## Falcon Minerals Completes Major Merger: Transformation into Sitio Royalties Corp Officially Approved



Falcon Minerals Corporation (NASDAQ: FLMN) has reached a significant milestone as stockholders voted to greenlight the long-anticipated merger with Desert Peak Minerals. The shareholder approval, delivered during a special meeting on June 3, 2022, clears the path for the combined entity to operate under a fresh identity and simplified capital structure.

**Corporate Restructuring Takes Effect**

The approval triggered an immediate corporate transformation. Effective June 3, 2022, Falcon filed amendments to its Certificate of Incorporation with Delaware authorities, officially rebranding the company as Sitio Royalties Corp. The restructuring included concurrent actions on the equity side—both the Class A and Class C common stock underwent a four-to-one reverse stock split, consolidating four existing shares into one new share for each class.

**What the Reverse Stock Split Means for Investors**

For FLMN stock holders, the reverse split maintains their proportional ownership without requiring any action on their part. The operation combines shares seamlessly: every four Class A or Class C shares outstanding automatically become one post-split share. Warrant holders experienced corresponding adjustments, with exercise prices rising from $11.21 to $44.84 per share to reflect the new structure. No fractional shares were issued; instead, cash was distributed to Class C stockholders for fractional positions, while Class A fractional shares were consolidated and sold at market rates, with proceeds returned pro rata.

Continental Stock Transfer & Trust Company managed the technical logistics as the transfer agent for all shareholders holding book-entry shares.

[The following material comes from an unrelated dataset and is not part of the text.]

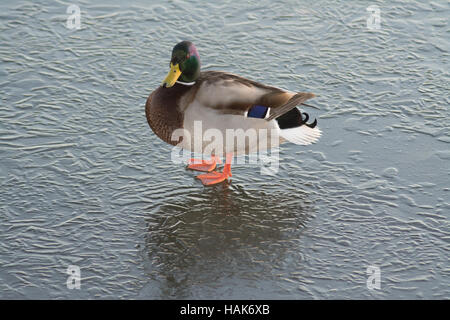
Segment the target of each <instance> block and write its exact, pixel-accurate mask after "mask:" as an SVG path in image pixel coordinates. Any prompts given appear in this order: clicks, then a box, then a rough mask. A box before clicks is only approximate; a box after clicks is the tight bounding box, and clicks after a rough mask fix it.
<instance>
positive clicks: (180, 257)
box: [145, 184, 314, 298]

**Exchange Transition and New Trading Identity**

The combined company's Class A common stock began trading under the new ticker symbol "STR" on Nasdaq starting June 6, 2022, under the Sitio Royalties Corp. name. The warrant symbol switched to "STRDW" on the same date. The CUSIP numbers were updated accordingly: Class A common received 82982V 101, while warrants took on 82982V 119.

However, this Nasdaq listing proved temporary. With the merger expected to close on June 7, 2022, plans immediately shifted the listings upward. By mid-June 2022, both the stock and warrants transitioned to the New York Stock Exchange and NYSE American, respectively. The Class A shares retained the "STR" ticker on NYSE, while warrants began trading as "STR WS." Following this migration, Sitio Royalties delisted from Nasdaq—the warrants no longer met Nasdaq's initial listing requirements.

**Board Appointments and Governance**

Stockholders also approved three new Class II directors: William D. Anderson, Mark C. Henle, and Adam M. Jenkins, who assumed their board seats immediately and will serve through the merger's effective date.

**About the Combined Entity**

Falcon brought to the merger a portfolio spanning oil-weighted mineral rights across multiple shale formations. The company held interests in over 21,000 net royalty acres in the Eagle Ford Shale and Austin Chalk across Texas counties (Karnes, DeWitt, Gonzales), plus additional positions exceeding 12,000 net royalty acres in the Marcellus Shale across Pennsylvania, Ohio, and West Virginia.

Desert Peak, established by Kimmeridge—a private investment firm specializing in energy solutions—contributed a substantial Permian Basin footprint. The firm had amassed over 105,000 net royalty acres (normalized to 1/8th royalty equivalent) through more than 180 strategic acquisitions, positioning the combined company as a significant player in premium mineral and royalty assets with strong cash generation potential.